Etkinliğin açılış konuşmasını yapan GYİAD Yönetim Kurulu Başkanı Serkan Sevim, “Aile şirketlerinin üyelerine ait, çeşitli sebeplerle atıl durumda bulunan gayrimenkul stoğunun toplam tutarı 167 milyar dolara ulaşıyor. Bu stoğun ekonomiye kazandırılabilmesi için Gayrimenkul Yatırım Fonu’nun etkin bir çözüm olduğuna inanıyoruz. Aynı zamanda oluşturulacak miras anayasası da sorunun çözümünde önemli rol oynayacaktır” dedi.
Serkan Sevim, Türkiye’de sermaye sahibi kişi ve ailelerin kazanımlarını genellikle gayrimenkul olarak değerlendirdiklerine dikkat çekti. Uzun ömürlü olmayı başaran aile şirketlerinde biriken gayrimenkullerin başlangıçta verimli olsalar bile, yönetimlerinin zaman içinde zorlaştığını belirten Sevim, “Üstelik bu gayrimenkuller bir veraset durumunda aile içi sorunlara yol açan bir yatırım aracına dönüşebiliyor. Likit bir kıymet olmamaları da acil bir sermaye ihtiyacı durumunda ciddi değer kaybı ile satılmalarına neden olabiliyor. Konuya geniş kesimlerin dikkatini çekmek ve bu durumun neden olduğu sorunların çözümlerini bulabilmek için Aile Varlıkları Yönetimi Konferansı’nı düzenledik” diye belirtti.
İşletmelerin yüzde 95’i ailelerin
Taşınmazlara yatırım yapılmak suretiyle ortaklarına gelir sağlayan Gayrimenkul Yatırım Fonu’nun ortaklarına vergi avantajı getirdiğini ifade eden Sevim, “Türkiye’deki işletmelerin yüzde 95’ini oluşturan aile şirketlerinin hissedarlarının birikim amacıyla ellerinde bulundurdukları gayrimenkul stoğunun büyüklüğünün 167 milyar dolar olduğunu tahmin ediyoruz.
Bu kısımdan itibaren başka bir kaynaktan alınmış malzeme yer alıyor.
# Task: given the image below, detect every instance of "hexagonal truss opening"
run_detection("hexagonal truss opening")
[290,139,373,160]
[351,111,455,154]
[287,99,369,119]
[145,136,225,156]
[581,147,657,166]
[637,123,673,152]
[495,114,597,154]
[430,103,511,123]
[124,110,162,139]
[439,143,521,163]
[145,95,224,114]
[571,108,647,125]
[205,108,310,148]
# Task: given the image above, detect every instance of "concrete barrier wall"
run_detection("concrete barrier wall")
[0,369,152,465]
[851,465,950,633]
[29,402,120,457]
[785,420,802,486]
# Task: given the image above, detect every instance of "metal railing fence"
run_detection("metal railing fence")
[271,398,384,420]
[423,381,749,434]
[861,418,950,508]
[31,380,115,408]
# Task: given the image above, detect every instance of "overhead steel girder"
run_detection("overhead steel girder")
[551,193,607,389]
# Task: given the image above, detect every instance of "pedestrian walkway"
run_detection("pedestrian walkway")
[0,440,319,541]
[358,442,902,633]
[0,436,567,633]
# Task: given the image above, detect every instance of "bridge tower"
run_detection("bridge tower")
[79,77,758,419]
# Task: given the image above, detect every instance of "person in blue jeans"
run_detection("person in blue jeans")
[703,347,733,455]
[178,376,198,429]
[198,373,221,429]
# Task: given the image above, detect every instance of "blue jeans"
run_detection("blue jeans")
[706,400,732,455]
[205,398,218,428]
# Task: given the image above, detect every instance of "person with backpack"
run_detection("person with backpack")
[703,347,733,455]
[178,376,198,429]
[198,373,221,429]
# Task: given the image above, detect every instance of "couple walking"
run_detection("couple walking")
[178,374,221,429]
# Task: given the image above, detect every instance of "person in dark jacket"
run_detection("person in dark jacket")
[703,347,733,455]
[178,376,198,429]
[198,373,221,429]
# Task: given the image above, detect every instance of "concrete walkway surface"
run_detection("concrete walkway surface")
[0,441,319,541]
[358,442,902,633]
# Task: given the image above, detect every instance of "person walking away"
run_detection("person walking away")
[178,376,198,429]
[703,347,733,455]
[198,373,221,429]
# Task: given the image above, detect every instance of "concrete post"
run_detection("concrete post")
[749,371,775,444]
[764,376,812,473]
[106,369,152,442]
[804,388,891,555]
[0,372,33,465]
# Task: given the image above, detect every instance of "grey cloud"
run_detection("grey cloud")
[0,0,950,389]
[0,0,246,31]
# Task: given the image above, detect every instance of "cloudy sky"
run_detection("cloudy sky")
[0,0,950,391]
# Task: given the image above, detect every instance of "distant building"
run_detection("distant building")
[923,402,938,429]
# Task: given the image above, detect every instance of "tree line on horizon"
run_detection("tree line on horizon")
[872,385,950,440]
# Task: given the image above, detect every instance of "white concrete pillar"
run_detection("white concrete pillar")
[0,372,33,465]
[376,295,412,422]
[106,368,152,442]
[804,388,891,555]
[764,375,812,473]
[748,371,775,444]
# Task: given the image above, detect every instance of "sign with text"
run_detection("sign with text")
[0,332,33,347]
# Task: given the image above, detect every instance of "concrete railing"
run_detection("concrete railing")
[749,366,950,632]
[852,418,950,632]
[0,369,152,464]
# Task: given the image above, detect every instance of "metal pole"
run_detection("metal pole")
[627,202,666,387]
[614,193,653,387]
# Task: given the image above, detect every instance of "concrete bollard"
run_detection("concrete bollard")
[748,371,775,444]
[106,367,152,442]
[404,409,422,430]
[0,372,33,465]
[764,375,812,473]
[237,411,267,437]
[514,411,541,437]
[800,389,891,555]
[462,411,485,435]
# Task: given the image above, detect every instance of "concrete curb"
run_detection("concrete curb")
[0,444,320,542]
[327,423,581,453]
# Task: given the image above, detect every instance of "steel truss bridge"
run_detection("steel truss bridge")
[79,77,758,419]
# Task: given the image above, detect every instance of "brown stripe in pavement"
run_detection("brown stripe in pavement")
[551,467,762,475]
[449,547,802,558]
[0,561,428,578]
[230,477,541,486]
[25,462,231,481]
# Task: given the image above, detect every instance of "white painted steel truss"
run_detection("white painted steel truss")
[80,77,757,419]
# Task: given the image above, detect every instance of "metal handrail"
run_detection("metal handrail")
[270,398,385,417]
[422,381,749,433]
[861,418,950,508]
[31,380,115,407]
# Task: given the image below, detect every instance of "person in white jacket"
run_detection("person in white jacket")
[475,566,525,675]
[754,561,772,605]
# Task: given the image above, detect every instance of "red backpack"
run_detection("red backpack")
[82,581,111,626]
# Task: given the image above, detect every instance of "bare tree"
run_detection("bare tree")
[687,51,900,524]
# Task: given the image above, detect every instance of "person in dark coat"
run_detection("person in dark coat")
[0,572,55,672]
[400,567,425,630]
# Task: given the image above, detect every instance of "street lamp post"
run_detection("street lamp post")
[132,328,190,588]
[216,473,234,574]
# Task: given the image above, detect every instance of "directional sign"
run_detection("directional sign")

Gayrimenkul Yatırım Fonu’nu bu gayrimenkullerin ekonomiye kazandırılması için son derece etkin bir çözüm olarak değerlendiriyoruz. Ek olarak, mirasın bölüşümü ve bölüşüm sonrasında yönetimi konusunda yasalardan kaynaklanan sıkıntılar nedeniyle, aile şirketlerinde önemli sorunlar oluşuyor. Bu sorunlar kuşaklar boyu devam eden şirketlerin bölünmesine ve hatta yok olmasına bile neden olabiliyor. GYİAD olarak çözümün ‘miras anayasasının’ hukukumuza kazandırılmasında yattığına inanıyoruz. Miras anayasası ile birlikte aileler, hem mülkleri hem de şirketleri ve sermayeleri için önemli bir güvence kazanmış olacaklar” diye konuştu.